Modeling the Spread of Ticks—And the Diseases They Carry

May 27, 2020

Field technician conducting a tick drag amongst trees

Tick populations are on the move in the U.S. The lone star tick (Amblyomma americanum) is expanding its range westward into the Great Plains. Deer ticks (Ixodes scapularis), American dog ticks (Dermacentor variabilis), and Gulf Coast ticks (Amblyomma maculatum) are migrating north into the Upper Midwest and Northeast. With them, they bring an array of tick-borne diseases such as Lyme disease, Rocky Mountain Spotted Fever, ehrlichiosis, anaplasmosis, and tularemia.

Understanding why tick populations are increasing, and why some species are spreading into new geographic areas, is of critical importance to public health. However, the environmental drivers behind tick abundance, range, and diversity are not yet well understood. Two researchers from the University of Florida (UF), Samantha Wisely and Geraldine Klarenberg, are working to change that. Their study, “Evaluation of NEON Data to Model Spatio-Temporal Tick Dynamics in Florida,” used NEON data to develop a model of tick population dynamics at the Ordway Swisher Biological Station (OSBS) field site.

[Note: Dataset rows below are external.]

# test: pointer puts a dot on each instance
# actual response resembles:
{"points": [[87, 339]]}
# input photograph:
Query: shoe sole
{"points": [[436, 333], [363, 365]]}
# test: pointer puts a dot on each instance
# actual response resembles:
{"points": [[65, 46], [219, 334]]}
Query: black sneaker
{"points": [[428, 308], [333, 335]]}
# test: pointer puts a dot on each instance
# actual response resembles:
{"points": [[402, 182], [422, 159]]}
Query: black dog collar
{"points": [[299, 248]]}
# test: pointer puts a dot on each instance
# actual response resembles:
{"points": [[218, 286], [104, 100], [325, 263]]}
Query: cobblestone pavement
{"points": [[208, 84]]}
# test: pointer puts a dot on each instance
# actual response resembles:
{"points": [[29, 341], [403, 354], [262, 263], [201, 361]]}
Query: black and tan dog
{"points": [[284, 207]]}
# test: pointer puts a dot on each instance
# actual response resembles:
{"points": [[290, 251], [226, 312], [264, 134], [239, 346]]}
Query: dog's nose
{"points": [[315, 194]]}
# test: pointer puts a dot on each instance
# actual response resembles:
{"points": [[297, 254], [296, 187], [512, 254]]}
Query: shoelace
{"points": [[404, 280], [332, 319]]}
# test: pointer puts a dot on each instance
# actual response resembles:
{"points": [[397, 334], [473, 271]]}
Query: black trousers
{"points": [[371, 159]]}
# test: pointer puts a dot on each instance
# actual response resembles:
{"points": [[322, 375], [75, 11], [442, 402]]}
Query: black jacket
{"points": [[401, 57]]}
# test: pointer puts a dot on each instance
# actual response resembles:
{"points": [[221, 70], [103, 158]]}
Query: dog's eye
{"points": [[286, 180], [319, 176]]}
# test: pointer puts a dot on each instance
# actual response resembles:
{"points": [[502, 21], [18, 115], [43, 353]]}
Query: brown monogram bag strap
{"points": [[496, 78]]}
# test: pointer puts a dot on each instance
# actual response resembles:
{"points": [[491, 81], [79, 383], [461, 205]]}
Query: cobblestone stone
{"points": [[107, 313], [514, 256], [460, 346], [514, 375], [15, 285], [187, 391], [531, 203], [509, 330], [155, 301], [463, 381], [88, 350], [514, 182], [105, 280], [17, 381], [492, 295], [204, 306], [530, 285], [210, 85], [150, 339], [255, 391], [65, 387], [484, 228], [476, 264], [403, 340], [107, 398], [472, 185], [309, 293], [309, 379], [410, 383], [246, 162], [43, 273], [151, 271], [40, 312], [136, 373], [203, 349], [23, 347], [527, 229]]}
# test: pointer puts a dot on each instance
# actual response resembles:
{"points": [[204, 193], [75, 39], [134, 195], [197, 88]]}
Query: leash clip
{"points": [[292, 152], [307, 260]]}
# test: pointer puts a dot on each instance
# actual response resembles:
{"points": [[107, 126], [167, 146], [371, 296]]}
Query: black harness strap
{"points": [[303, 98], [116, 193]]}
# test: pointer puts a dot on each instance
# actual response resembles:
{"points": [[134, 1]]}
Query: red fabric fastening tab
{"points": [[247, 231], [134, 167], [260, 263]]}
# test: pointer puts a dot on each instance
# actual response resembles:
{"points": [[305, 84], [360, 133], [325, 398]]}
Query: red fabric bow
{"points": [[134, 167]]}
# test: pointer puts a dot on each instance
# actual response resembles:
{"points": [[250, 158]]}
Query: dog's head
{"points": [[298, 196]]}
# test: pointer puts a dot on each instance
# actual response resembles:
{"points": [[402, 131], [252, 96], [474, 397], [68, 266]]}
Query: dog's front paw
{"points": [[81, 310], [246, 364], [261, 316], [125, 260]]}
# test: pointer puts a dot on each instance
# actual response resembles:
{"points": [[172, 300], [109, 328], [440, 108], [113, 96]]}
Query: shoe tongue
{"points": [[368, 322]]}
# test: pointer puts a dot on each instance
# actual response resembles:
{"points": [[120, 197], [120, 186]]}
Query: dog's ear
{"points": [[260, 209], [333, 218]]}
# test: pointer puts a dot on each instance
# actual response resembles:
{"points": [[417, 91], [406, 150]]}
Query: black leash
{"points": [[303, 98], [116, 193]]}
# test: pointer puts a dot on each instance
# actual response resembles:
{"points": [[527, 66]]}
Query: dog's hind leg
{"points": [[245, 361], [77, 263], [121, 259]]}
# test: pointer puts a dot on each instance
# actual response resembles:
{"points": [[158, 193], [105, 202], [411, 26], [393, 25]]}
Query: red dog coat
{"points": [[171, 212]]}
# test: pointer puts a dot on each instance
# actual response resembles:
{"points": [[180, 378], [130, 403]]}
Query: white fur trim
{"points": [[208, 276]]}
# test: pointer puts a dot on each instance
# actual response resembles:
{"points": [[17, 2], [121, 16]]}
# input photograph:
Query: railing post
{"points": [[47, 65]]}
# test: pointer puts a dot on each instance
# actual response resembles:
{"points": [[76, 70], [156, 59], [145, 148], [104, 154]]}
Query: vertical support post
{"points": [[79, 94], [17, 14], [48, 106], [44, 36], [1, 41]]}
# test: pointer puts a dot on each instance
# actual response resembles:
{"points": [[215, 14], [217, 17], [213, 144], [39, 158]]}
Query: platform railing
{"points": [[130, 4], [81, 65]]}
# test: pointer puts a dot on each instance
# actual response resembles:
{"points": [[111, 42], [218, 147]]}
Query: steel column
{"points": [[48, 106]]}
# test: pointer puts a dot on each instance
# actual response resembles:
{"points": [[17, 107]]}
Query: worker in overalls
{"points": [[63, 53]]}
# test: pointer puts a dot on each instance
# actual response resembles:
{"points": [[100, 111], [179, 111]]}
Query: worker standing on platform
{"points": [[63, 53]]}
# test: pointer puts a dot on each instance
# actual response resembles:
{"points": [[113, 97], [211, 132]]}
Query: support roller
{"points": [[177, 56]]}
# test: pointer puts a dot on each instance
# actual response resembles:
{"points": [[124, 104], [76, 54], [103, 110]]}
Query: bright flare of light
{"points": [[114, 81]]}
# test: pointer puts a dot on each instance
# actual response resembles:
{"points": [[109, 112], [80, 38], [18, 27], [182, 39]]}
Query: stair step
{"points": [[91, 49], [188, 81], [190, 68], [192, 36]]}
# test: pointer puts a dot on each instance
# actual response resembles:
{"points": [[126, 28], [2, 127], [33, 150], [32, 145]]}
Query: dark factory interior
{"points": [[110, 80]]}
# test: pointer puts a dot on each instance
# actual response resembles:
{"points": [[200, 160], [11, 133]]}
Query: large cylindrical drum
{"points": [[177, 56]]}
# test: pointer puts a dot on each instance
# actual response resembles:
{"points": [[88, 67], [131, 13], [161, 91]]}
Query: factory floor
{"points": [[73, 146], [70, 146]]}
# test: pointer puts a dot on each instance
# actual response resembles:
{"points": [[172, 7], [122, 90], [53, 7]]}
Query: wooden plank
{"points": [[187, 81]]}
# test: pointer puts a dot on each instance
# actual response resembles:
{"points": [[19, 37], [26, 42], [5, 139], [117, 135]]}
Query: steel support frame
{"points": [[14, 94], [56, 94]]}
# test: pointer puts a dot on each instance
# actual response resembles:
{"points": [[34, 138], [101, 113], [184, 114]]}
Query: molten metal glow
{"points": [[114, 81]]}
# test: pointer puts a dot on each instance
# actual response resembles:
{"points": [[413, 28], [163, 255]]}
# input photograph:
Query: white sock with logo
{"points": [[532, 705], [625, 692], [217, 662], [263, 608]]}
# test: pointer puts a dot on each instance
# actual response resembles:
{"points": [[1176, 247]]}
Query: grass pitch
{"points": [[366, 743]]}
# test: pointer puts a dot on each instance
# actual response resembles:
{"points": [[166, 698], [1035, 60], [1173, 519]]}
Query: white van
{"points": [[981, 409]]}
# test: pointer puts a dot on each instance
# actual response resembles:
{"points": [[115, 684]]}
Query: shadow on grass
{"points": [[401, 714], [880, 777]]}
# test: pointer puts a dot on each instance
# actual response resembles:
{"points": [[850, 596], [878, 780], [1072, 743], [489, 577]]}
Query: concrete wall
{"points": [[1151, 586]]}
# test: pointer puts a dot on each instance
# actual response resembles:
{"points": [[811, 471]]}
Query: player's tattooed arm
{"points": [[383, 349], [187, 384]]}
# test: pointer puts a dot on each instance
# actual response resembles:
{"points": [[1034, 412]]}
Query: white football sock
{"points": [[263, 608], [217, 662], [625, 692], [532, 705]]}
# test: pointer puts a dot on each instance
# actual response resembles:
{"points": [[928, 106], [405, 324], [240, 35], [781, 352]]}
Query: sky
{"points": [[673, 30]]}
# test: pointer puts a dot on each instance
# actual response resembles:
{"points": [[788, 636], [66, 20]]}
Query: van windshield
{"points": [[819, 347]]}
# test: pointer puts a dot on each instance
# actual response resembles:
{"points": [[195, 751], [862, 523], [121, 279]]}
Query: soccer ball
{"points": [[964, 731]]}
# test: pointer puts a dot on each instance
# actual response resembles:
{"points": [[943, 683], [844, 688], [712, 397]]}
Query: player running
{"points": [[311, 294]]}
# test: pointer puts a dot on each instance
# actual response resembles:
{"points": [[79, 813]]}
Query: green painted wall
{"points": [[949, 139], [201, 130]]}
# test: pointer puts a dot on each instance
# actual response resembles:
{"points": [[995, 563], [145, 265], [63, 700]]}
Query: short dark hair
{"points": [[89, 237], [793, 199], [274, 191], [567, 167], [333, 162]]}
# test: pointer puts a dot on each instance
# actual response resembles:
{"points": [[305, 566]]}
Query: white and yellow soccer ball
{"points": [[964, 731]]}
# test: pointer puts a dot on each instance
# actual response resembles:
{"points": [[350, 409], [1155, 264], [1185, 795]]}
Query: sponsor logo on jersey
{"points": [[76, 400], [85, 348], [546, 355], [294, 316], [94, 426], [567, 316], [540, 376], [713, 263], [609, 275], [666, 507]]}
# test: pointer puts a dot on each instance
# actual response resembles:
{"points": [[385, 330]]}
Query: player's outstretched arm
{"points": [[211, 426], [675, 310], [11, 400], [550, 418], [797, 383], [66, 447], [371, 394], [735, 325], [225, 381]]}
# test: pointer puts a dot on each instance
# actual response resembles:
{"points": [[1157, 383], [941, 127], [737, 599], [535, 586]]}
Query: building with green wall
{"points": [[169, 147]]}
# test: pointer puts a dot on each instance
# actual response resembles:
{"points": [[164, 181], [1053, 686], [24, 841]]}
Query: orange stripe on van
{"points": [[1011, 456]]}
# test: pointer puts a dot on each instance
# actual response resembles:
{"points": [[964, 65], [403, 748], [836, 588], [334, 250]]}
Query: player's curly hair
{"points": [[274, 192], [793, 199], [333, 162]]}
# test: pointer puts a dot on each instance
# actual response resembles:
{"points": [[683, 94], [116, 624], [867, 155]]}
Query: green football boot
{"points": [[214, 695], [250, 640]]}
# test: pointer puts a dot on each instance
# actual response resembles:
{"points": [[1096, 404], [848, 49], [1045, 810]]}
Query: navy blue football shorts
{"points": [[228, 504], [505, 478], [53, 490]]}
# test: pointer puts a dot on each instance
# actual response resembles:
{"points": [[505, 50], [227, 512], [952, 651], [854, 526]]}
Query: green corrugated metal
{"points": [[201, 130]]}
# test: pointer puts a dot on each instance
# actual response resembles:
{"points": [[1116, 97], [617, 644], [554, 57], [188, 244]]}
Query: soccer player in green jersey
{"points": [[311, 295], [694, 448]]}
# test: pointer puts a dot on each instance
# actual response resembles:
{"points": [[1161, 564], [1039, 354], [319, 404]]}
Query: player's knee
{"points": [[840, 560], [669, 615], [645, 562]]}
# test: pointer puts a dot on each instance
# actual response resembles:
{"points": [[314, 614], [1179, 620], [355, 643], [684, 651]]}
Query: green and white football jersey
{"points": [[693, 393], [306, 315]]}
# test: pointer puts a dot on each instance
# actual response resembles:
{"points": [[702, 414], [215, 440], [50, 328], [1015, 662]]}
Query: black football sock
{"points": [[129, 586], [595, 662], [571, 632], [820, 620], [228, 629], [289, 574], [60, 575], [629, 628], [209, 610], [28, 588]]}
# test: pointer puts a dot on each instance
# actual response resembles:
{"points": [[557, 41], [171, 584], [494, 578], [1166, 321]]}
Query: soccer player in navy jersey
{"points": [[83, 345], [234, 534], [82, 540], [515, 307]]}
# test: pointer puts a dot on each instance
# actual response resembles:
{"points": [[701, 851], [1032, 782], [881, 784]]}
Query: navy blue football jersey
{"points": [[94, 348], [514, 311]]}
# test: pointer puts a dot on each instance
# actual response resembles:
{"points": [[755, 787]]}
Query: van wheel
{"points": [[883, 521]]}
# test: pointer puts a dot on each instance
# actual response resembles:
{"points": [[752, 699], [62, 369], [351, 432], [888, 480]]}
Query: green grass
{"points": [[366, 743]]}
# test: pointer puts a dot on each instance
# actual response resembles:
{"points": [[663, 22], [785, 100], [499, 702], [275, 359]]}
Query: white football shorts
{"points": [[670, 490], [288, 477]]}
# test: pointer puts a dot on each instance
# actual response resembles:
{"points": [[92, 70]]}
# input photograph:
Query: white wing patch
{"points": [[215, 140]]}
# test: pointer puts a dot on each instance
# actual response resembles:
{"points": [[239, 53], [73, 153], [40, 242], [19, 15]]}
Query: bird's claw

Building a Model of Tick Population Dynamics

Samantha Wisely is a professor in the UF Department of Wildlife Ecology and Conservation. Geraldine Klarenberg is a lecturer in Quantitative Data Science in the UF School of Forest Resources and Conservation. Together, they are building a model that simulates how landscape features, climate, and other environmental variables influence tick abundance and diversity in space and over time. Eventually, their model could be used to provide better predictions for how tick populations are growing and spreading.

Samantha says, “We’re seeing tick species in places where they have never been seen before. We need to understand the environmental drivers. We can speculate that changes in climate may be facilitating the spread of some species northward, for example, but we don’t know exactly what environmental conditions are driving the population changes.”

Their study used five years of NEON data from OSBS to build a model of tick abundance across the site. The model correlates tick abundance to a variety of other NEON data products, including precipitation, humidity, temperature, woody plant vegetation structure, herbaceous vegetation, plant biodiversity, and non-vegetative cover (e.g., leaf litter, woody organic material, soil and standing dead material). The goal was to determine how these variables are correlated with the number and type of ticks found during drag-cloth sampling. The NEON program collects tick sampling data at OSBS roughly every three weeks from March through September/October, so researchers can look at how tick counts vary across both space and time at the site.

Tick populations were found to be increasing across most sampling plots at OSBS. The conditions most closely associated with increases in tick abundance were plant biodiversity (the number of different plant species present on a plot), the amount of organic litter covering the ground, and the amount of woody organic material. Geraldine says, “These results are not surprising, but it is great that we are able to show the relationships in the model using the NEON data. This gives us confidence that we can extend this model to look at tick population dynamics in other areas.”

The model was able to successfully simulate tick populations at OSBS. Estimates derived by the model showed a high degree of agreement with actual observed tick counts at each plot over the course of the sampling season. The goal is to eventually create a predictive model that will allow researchers and public policy makers to predict how the populations of different tick species are changing across both time and space in a variety of ecosystems and habitats.

Forest at OSBS

Forest at OSBS

 

The Importance of Large-Scale Networks for Studying Tick Ecology

The availability of consistent, reliable long-term data is essential to developing these kinds of models. While tick data has long been collected by the Centers for Disease Control and Prevention (CDC) and individual researchers, these studies tend to be limited in both the geographic area they cover and the length of time they are conducted. Because of differences in study design, it can be difficult to compare data from studies conducted by different researchers to get a clear picture of ecological differences between geographic regions or across time.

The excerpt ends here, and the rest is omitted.